Rappelons, tout de même, que la France avait signé, il y a trois ans, un « accord de défense », concrètement, des ventes d'armement et une formation au profit des forces du dictateur Kadhafi.

Et précisons que la stratégie des frappes aériennes – et rien que des frappes aériennes – ne permet pas de remporter une victoire militaire. Celle-ci exige une occupation du terrain. Or, les forces du Conseil national libyen de transition ne sont pas en mesure de parvenir à une occupation de tout le terrain ; et donc il n’est pas en mesure de remporter une telle victoire.

Pire, les révélations sur les dessous de cette guerre empoisonnent encore davantage une opération militaire déjà peu convaincante en elle-même. Ainsi, selon Damien McElroy, du journal britannique ‘The Telegraph’, l’armée soudanaise entre en Libye ; elle soutient les rebelles. Et, elle livre ainsi, pense-t-on, à la France, une ville libyenne, Kufra, et, son pétrole. L’intervention occidentale en Libye est, certes, une intervention essentiellement franco-britannique ; mais prise sur l’initiative précipitée de Sarkozy.

Fait intéressant, le général français Vincent Desportes déclare, à propos de l’absence de stratégie – française en particulier et occidentale en général – dans la guerre de Libye (extraits) : « On a cru que cette guerre serait une entreprise facile. Nous sommes partis en Libye en estimant que notre puissance létale suffirait aisément à produire des résultats politiques. Je suis surpris par la difficulté qu’ont les nations à retenir les leçons de l’Histoire. Le pari risqué de gagner très rapidement, sans avoir à engager de troupes au sol n’a pas fonctionné. Depuis le début de cette guerre, on espère chaque jour que de simples actions supplémentaires de bombardement suffiront à faire tomber Kadhafi. Or, l’Histoire nous montre que ça ne marche pas.

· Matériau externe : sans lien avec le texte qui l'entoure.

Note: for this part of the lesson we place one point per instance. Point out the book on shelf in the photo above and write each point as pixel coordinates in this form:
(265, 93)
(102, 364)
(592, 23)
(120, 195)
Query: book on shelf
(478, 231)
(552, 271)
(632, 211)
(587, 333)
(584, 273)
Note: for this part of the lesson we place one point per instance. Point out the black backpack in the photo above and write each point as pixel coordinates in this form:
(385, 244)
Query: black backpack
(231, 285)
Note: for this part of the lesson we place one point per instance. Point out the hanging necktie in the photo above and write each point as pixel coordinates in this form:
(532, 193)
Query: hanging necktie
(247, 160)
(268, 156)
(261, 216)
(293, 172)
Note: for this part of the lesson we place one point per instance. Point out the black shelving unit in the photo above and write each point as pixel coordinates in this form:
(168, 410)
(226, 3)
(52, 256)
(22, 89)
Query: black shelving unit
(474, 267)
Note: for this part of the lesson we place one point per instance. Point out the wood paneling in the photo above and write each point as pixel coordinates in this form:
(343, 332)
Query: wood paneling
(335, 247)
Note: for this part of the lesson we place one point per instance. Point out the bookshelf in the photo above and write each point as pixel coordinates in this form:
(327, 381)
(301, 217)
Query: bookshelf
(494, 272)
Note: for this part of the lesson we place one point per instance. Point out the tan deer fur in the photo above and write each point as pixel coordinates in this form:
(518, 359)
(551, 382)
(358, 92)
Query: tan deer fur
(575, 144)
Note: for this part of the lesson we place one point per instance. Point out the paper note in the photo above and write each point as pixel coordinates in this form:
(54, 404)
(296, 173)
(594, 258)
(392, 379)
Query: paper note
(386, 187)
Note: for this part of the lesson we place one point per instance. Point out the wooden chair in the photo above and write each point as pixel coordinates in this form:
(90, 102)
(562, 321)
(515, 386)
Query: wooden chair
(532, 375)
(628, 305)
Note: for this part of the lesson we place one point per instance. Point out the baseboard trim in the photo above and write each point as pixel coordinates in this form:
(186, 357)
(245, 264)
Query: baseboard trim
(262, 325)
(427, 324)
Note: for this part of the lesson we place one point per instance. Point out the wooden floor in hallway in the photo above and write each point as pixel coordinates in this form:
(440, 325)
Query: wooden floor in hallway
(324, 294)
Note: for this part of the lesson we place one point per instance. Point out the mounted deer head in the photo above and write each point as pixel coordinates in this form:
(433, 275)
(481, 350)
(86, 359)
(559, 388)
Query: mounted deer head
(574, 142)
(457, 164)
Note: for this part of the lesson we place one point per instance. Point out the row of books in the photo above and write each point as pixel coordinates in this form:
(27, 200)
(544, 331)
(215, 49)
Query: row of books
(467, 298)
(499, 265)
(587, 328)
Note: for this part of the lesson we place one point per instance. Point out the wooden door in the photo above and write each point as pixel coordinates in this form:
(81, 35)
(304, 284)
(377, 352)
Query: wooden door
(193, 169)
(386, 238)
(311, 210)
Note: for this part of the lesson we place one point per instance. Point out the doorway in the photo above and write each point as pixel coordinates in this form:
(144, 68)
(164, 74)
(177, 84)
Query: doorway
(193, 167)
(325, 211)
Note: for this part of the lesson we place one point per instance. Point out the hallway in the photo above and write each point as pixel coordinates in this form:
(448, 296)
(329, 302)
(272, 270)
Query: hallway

Nous avons à nouveau oublié qu’il est impossible de produire des effets politiques durables par le recours à la seule arme aérienne ».

Général Vincent Desportes : « Dans le cas de la Libye, il n’est pas impossible que l’on ait confondu guerre et maintien de l’ordre. La puissance militaire a été utilisée comme une compagnie de gendarmes mobiles, en oubliant que la guerre obéit à des logiques très différentes des opérations de police sur le territoire national. L’objectif initial de la coalition – une zone d’interdiction aérienne et la protection des populations de Benghazi – était parfaitement réalisable. Mais dès lors que l’on s’est lancé dans une démarche de nature politique, à savoir la chute de Kadhafi, on s’est engagé dans un processus très ambitieux par rapport aux moyens que l’on pouvait déployer ».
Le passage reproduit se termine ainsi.